I think this is due to the much smaller window size of LZ4W vs FC8 (256 words vs 131072 bytes), and to a lesser extent to the smaller maximum length of matches/literal strings (16/16 words vs 256/64 bytes). Also making everything word-aligned will negatively impact the compression density, since all matches must be an even number of bytes in length, and must start on an even numbered byte boundary.
But what you lose in compression density, you gain in speed. I didn’t try the 68000 decompressor, but I would bet it’s twice as fast as the decompressor I wrote for FC8.
Thanks for checking it out and for your feedback 🙂
Indeed using forced word aligned data have a negative impact on compression density definitely. Still i’m surprised by the big difference you observed between LZ4W and FC8 compression ratio, i know LZ4W had worst results for bigger dataset but from my tests they weren’t “too bad” compared to classic LZ4 for instance still i admit i didn’t tested it overs > 300 KB data and designed it to really fit my needs (dataset around 8 KB and strictly < 64 KB) and indeed it works quite well for small dataset (up to 8 KB).

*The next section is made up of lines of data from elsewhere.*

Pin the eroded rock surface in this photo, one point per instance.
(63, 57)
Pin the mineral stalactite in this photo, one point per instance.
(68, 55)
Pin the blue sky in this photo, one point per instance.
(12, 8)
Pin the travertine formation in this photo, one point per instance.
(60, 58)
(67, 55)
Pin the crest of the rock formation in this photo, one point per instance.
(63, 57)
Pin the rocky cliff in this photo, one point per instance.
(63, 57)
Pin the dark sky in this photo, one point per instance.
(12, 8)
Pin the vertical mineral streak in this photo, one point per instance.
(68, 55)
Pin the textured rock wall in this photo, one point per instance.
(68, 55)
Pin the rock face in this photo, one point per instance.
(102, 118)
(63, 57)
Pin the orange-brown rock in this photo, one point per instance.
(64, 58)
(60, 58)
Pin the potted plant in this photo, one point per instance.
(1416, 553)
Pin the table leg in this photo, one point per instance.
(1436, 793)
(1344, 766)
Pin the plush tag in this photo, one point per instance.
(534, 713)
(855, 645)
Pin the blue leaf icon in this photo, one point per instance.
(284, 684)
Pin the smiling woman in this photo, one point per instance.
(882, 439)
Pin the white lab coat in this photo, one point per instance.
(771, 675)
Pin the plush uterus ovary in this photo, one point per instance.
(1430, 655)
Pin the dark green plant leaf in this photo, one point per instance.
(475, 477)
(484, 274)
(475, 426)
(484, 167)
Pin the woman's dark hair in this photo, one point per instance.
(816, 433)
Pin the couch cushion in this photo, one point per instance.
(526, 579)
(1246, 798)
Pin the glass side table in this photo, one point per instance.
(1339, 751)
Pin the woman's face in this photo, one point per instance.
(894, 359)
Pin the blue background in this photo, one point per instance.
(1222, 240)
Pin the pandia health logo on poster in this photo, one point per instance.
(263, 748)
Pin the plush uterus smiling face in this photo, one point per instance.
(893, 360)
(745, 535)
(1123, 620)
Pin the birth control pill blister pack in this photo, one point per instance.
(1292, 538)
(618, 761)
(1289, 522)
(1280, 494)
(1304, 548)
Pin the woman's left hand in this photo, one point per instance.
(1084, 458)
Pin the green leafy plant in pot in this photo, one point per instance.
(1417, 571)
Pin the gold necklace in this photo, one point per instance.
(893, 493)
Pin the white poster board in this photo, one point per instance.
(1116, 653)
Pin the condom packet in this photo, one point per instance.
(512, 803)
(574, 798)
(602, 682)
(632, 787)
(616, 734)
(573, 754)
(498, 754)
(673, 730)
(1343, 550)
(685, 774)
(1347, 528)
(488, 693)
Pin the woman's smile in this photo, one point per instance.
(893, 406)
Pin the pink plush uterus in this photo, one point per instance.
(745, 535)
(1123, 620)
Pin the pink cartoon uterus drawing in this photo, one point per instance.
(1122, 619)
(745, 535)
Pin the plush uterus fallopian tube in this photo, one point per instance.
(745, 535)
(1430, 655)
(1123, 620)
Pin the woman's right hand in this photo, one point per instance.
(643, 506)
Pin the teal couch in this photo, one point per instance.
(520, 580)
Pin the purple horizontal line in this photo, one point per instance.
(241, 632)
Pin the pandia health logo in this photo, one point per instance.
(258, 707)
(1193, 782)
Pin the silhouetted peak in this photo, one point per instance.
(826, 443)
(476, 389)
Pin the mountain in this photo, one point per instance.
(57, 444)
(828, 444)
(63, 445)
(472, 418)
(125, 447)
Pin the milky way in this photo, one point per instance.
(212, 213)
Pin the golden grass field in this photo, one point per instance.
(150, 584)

Yesterday i tried a modified version of LZ4W which offer better compression for larger data (using a 64KB window when needed), i guess it would fit better your needs but still won't offer as good ratio than FC8 (i guess about 70% for your dataset).

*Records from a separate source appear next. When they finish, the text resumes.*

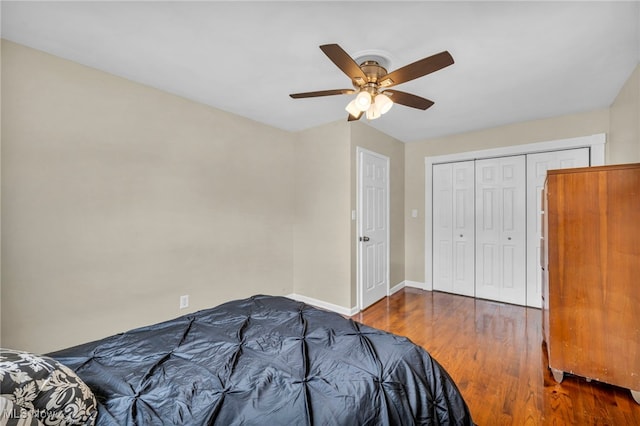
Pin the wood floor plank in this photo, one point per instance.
(494, 352)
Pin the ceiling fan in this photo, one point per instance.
(371, 82)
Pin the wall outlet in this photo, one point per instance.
(184, 301)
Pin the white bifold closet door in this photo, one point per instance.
(501, 229)
(453, 227)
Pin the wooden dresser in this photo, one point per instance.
(591, 274)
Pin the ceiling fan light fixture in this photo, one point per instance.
(383, 103)
(373, 112)
(363, 101)
(352, 109)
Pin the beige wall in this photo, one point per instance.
(624, 135)
(322, 256)
(369, 138)
(118, 198)
(584, 124)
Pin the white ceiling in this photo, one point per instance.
(514, 61)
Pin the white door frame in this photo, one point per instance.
(594, 142)
(359, 280)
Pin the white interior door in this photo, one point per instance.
(373, 253)
(500, 229)
(453, 228)
(537, 166)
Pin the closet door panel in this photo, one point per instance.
(500, 229)
(537, 166)
(453, 233)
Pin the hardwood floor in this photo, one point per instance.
(494, 353)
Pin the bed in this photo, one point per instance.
(264, 360)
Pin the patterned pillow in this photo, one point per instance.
(44, 389)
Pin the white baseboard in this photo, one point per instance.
(324, 305)
(396, 288)
(415, 284)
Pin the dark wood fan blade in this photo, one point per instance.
(352, 118)
(322, 93)
(417, 69)
(408, 99)
(344, 62)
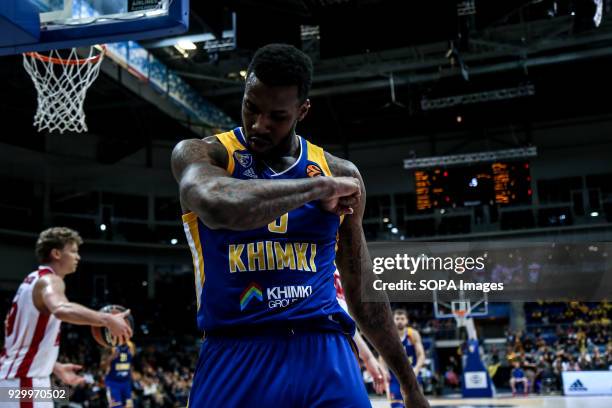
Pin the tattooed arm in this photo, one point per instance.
(374, 318)
(221, 201)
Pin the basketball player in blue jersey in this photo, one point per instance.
(118, 379)
(268, 217)
(413, 346)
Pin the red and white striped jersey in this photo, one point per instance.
(31, 338)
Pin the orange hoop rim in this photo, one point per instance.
(62, 61)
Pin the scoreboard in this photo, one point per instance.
(487, 183)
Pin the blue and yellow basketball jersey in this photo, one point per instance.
(280, 275)
(121, 365)
(408, 344)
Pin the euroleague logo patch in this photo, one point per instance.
(313, 170)
(244, 159)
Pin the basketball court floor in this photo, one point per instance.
(510, 402)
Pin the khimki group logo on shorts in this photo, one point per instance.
(253, 291)
(276, 296)
(578, 386)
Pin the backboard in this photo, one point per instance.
(41, 25)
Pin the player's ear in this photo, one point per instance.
(55, 254)
(304, 110)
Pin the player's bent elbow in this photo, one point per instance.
(62, 312)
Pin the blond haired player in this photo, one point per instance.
(32, 326)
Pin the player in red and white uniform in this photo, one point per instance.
(32, 326)
(379, 375)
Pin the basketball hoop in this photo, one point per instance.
(460, 317)
(61, 83)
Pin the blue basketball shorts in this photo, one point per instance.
(118, 392)
(305, 369)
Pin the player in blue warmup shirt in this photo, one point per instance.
(118, 377)
(517, 375)
(413, 346)
(268, 216)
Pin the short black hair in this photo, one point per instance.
(283, 65)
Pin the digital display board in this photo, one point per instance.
(487, 183)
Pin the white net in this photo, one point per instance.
(61, 80)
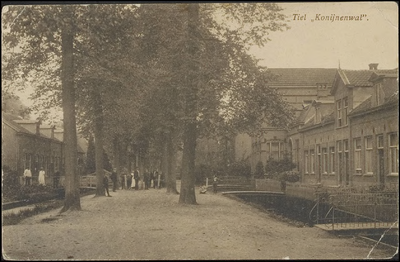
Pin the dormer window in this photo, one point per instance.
(339, 112)
(378, 90)
(342, 108)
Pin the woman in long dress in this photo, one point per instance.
(41, 176)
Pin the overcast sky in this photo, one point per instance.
(321, 44)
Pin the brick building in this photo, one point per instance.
(29, 144)
(352, 138)
(346, 131)
(299, 87)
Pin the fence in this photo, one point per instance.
(357, 210)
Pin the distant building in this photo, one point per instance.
(299, 87)
(28, 144)
(346, 131)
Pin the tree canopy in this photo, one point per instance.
(141, 74)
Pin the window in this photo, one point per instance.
(332, 160)
(339, 113)
(378, 93)
(312, 162)
(368, 155)
(339, 146)
(275, 150)
(345, 105)
(306, 161)
(342, 107)
(324, 160)
(357, 155)
(380, 141)
(394, 153)
(346, 145)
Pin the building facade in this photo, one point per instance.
(29, 144)
(346, 137)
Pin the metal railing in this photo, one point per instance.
(347, 210)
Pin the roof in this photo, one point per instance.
(366, 104)
(361, 77)
(9, 119)
(301, 76)
(384, 73)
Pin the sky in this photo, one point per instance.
(313, 43)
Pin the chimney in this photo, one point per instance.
(373, 66)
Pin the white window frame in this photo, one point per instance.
(394, 154)
(368, 155)
(331, 160)
(357, 155)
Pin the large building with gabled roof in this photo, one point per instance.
(29, 144)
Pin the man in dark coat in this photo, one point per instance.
(105, 183)
(114, 178)
(136, 177)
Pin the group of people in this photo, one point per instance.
(28, 177)
(132, 180)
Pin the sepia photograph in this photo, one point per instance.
(146, 130)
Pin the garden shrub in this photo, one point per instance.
(240, 168)
(274, 168)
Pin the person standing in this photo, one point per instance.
(105, 183)
(28, 177)
(123, 181)
(136, 177)
(56, 179)
(155, 178)
(146, 179)
(215, 183)
(42, 177)
(114, 178)
(128, 181)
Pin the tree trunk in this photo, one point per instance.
(187, 194)
(169, 158)
(72, 196)
(98, 142)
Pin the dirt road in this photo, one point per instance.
(151, 225)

Again i really designed LZ4W for fast unpacking speed, that was my preliminary requirement, unfortunately we always have a trade-off between compression ratio and decompression speed 😉
How does this compare to LZSS? (Note: not LZ77.)
You mean compare LZSS vs LZ4 / LZ4W ?
I think LZSS offer better compression ratio but LZ4 is faster as unpacking data.
And LZ4W has been specifically designed to have very fast decompression speed on 68000 CPU, i made some improvements to it so it offers now better compression ratio while maintening almost as fast decompression speed.